It's a made for video movie, on a second-rate cable channel, but it's a good one. The girls are cute, the Wizard is appropriately old, slightly pedo and looks like he'd borrowed Emperor Palpatine's image consultant for the week. (We're talking about a guy who drools ink.) He's game, however when asked for demon summoning instructions. He shuffles over to the bookcase and gives them a suitably ancient volume.

"And this is how you summon the demon Asmodeus..."


It's the sleepover. The set designer has laid out a circle on the floor, with thirteen candles equally spaced around it, the girls are also, and are chanting...All at once, there's a puff of smoke, and a tongue of flame and He appears!

Wrong. 

Blame Hollywood, but most of this is bunk, even if you do believe in the supernatural. It goes along with the demon in question usually being played by an actor either looking like a leading man (fake form) or heavily made up by a disciple of Dick Smith (real form), and the fact that these kids can not simply evoke, or invoke but summon a demon first time and from vague instructions in 16th century English. Oh, and the fact that the girls naturally let him hang out on our plane afterwards, if they don't ask him to be their boyfriend, possess someone, or make a deal for their souls.

You know, normal slumber party stuff.

In the real occult, as in The Magus, or The Grand Grimoire, it takes about five years of study and practice to learn to do spirit work well enough to get a given demon (much less a major-league Prince of Hell) to appear at least part of the time. And the spirit isn't always going to be in corporeal form, much less look like a human. And what you're supposed to do with it is to boss it around, then banish it.
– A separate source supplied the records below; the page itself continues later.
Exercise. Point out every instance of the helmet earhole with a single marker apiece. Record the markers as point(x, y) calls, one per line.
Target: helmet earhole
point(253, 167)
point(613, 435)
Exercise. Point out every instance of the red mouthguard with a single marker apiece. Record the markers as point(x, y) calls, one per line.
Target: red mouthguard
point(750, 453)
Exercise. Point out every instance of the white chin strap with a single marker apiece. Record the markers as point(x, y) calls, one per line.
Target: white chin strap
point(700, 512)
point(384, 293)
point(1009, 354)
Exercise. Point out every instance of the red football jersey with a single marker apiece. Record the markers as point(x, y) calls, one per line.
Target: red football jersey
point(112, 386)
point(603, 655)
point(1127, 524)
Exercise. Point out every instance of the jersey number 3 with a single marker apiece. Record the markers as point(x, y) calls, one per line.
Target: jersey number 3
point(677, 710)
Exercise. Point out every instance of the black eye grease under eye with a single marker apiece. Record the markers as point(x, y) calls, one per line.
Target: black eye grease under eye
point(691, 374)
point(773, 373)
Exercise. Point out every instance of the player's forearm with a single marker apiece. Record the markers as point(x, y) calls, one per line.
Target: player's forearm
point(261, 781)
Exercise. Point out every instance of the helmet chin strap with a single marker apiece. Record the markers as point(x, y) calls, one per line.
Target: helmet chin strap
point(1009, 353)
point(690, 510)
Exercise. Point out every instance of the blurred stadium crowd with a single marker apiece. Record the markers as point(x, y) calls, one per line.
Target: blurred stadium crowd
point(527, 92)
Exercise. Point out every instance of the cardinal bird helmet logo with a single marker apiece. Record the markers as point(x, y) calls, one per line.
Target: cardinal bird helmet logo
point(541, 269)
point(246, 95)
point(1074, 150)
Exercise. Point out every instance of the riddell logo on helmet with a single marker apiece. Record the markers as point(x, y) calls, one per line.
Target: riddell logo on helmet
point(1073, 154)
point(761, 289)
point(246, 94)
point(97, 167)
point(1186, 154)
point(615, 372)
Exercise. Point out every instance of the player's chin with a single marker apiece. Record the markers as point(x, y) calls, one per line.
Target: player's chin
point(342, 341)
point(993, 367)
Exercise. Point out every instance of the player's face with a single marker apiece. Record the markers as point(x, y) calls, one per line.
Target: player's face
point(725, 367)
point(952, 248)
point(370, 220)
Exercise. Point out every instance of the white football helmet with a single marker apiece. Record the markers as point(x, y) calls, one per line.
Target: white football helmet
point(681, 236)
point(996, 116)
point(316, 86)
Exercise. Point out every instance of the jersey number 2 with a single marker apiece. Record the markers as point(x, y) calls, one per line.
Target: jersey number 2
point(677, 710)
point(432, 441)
And the demon is supposed to apparate outside the circle, while the caster is in it.

I know. It's just not going to work dramatically, if the girls are middle-aged, and they've been at this awhile. And you're going to want to have a handsome demon, because it's easier and more interesting to write in a romantic interest than to have a connection with a wavery shadow that (the audience is told) smells like roses. And it just seems to work, that there's this ring of fire, and chanting, and poof! you have a demon.